Until recently, I haven't done much with fondant, but I did some researching online and bought some of Wilton's pre-made white rolling fondant. I wanted to use it to decorate the sides of a baby shower cake that I made last week. Coloring the fondant was simple.
I divided the fondant into 6 pieces (for six different colors) and used gel food coloring so that the added color wouldn't make it too sticky to work with and I just kneaded each piece until it matched the color I was aiming for. While searching the internet to teach myself about fondant, I found out several tips:
-NEVER cover a cake with fondant and put it in the fridge because once it goes back to room temperature, condensation develops and can cause unfixable spotting on the fondant's surface. *If the cake covered in fondant has already been placed in the fridge for a while, take it out and place it under a cardboard box while it comes to room temperature to allow the fondant to breath and prevent condensation from developing on it.
-Fondant can be colored, double-wrapped and stored in the fridge far in advance. (this allows colors to ripen)
-Fondant stays somewhat soft and does not become hard like gum paste.
-Adding too much food coloring to achieve something like a dark brown or black causes it to taste bitter.
-Fondant can be adhered to other pieces of fondant just by using water.
-It is easiest to adhere fondant decoration to a cake covered in buttercream once the final coat has set-up. Then, fresh buttercream can be used as glue to bond the sugar molecules in the fondant and buttercream which creates one surface.
-Fondant holds moisture in cakes for 3-5 days.... I think five days is pushing it though...
I just bought some new fondant toys which was a really exciting purchase for me! I got a fondant cutter that is a rolling wheel and it also came with attachments that roll designs into the fondant to make it look like ribbon which is EXACTLY what I needed for this baby shower cake I made. I also bought circular cutters to cut polka dots for the top tier and I bought a fondant roller that has different sized rings on each end to roll the fondant to a desired width. And the best part was... It cost me less than 15 bucks because my mom sent me to the store with a coupon (she's the best :P).

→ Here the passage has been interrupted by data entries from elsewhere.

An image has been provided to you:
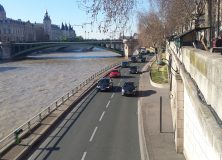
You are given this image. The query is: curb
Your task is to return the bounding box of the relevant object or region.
[150,79,169,88]
[137,62,150,160]
[138,99,149,160]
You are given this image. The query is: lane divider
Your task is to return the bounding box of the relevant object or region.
[81,152,87,160]
[89,127,98,142]
[110,93,115,98]
[99,111,106,122]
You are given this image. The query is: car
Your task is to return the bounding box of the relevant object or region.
[137,55,146,62]
[130,56,137,63]
[109,69,121,78]
[96,77,113,91]
[129,66,139,74]
[121,82,136,96]
[121,61,130,68]
[139,47,147,54]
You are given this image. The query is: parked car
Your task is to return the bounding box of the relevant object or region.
[130,56,137,63]
[96,77,113,91]
[129,66,139,74]
[137,55,146,62]
[109,69,121,78]
[121,61,130,68]
[139,47,147,54]
[122,82,136,96]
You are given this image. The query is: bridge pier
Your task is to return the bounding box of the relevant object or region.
[0,43,12,59]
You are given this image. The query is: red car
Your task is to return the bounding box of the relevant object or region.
[109,69,121,78]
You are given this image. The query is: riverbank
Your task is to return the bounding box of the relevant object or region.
[0,50,122,139]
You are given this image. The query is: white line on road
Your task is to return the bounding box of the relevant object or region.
[99,111,105,122]
[81,152,87,160]
[89,127,98,142]
[106,101,110,108]
[111,93,115,98]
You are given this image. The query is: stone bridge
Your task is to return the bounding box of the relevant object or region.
[166,42,222,160]
[0,39,138,59]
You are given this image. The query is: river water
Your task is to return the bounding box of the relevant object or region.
[0,49,123,139]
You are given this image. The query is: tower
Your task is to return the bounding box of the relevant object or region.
[43,10,52,40]
[0,4,6,20]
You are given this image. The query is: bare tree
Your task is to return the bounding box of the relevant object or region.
[79,0,138,32]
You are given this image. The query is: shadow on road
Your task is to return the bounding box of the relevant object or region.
[23,90,97,160]
[137,90,156,97]
[113,86,122,93]
[121,76,134,79]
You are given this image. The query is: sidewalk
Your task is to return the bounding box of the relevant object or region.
[139,62,185,160]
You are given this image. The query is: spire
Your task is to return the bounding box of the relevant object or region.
[61,22,65,30]
[69,24,72,31]
[44,10,51,21]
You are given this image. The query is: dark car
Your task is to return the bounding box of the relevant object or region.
[129,66,139,74]
[121,61,130,68]
[122,82,136,96]
[137,55,146,62]
[130,56,137,63]
[96,77,113,91]
[139,47,147,54]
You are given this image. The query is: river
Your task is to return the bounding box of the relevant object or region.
[0,48,123,139]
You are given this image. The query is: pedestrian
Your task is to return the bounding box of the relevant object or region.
[216,30,222,47]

As far as cutting the length and height of each fondant ribbon I made as well as the large brown fondant ribbon I placed around the bottom and top tier, I used floss to measure around the tiers and a ruler to figure the size that the ribbon should be based on the height of the bottom tier once the brown fondant ribbon had been applied. The fondant ribbon got placed on first (seam in back) and then the stripes and polka dots were added. It was so much fun doing the decoration! My sister and niece were in awe of it all. The fondant really allowed the cake to come together and added an air of elegance.
I almost forgot to discuss the flavors of the two tiers and the filling. Obviously the outside of the cake got frosted with vanilla buttercream, but I actually filled the layers of both tiers with a mousseline - a mixture of equal volumes of buttercream and pastry cream. The top tier was four layers of chocolate sponge cake with chocolate chips that were filled with an orange mousseline and the bottom tier was four layers of vanilla sponge cake with sprinkles that were filled with a strawberry mousseline. I have to give out the recipe for the fruit pastry cream because it was the easiest pastry cream I have ever made and it actually tasted rich and fruity (no cornstarch necessary):
Fruit Pastry Cream
5 egg yolks
5 whole eggs
2 sticks of butter, melted (1/2 cup)
1/2 cup sugar
4-6 oz fruit puree (depending on strength of flavor...)
*if you use fruit juice, like orange juice use 4-5 oz
METHOD: put all ingredients in one bowl and whisk together over a double boiler until thickened. BE CAREFUL not to over cook this because the eggs will coagulate... gross.
To top off the cake, I used a edible duck that my mom bought after Easter (don't worry it hadn't been removed from it's box yet so it was still safe to eat :P). Then, cupcakes (chocolate with chocolate chips and filled with the leftover orange pastry cream) were the last addition for two reasons:
1. I needed to feed 30 people and got nervous that the cake was too small.
2. They were the perfect medium to spell "Lil Azevedo" which is going to be the baby's name when she is born.
After making this cake and becoming better acquainted with fondant, I would definitely recommend using it for decoration but due to its terrible flavor, I wouldn't recommend covering whole tiers with it. However, there are recipes out there for homemade fondant. I actually ran across one that used marshmallows as the main ingredient and sounded like it might actually taste decent so I'll have to make an attempt at homemade fondant sometime soon.
My Next Project: I'm making beer bread and a hazelnut Charlotte Russe for a dinner get-together tomorrow night, my family calls them "Pachangas." It should be fun and very delicious!